Opinion: College Athletes Deserve to be Paid
“No one is bigger than the game.” The age-old adage serves as a reminder of humility for aspiring basketball players around the world, and the saying holds true for most athletes. However, an exception has arisen in the form of Zion Williamson, Duke University’s superstar freshman and the 2019 Naismith Player of the Year. Williamson certainly seems bigger than the game; at six-foot-seven and 285 pounds, Williamson makes a mockery of the term small forward. Williamson’s feats of athleticism have made him a staple on Sportscenter’s top ten plays since he was in high school, and his highlight reels have amassed tens of millions of views on the internet.

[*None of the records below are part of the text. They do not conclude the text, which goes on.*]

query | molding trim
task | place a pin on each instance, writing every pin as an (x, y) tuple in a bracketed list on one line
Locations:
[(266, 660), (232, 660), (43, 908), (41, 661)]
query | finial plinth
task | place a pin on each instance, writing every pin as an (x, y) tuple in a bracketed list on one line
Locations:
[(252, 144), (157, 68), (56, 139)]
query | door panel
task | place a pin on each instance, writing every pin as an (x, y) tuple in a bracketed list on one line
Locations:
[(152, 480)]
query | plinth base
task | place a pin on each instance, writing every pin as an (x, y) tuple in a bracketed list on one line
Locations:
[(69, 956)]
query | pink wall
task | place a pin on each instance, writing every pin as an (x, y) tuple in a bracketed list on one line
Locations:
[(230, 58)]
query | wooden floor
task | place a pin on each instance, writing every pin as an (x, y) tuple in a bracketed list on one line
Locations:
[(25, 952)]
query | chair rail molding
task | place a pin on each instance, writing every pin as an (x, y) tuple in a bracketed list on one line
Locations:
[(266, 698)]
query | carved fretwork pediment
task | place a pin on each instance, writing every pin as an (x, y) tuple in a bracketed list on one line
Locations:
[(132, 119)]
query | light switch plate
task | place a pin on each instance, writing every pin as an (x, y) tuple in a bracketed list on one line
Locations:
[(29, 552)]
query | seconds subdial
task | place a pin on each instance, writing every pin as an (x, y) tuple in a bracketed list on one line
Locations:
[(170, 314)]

Williamson has demonstrated the myriad of ways that Division I college sports are no longer simply activities. Rather, they are a business, and Zion Williamson is the NCAA’s best-selling product. During Duke basketball games, national television cameras may pan over hundreds of fans clad in identical copies of a blue jersey with a white “1” embroidered on the chest. The jersey, of course, is a Zion Williamson jersey, and it is available for purchase on Duke University’s website. Like other Division I athletes, Williamson sees himself everywhere, but has yet to receive a penny in exchange for the profit he has produced for the NCAA.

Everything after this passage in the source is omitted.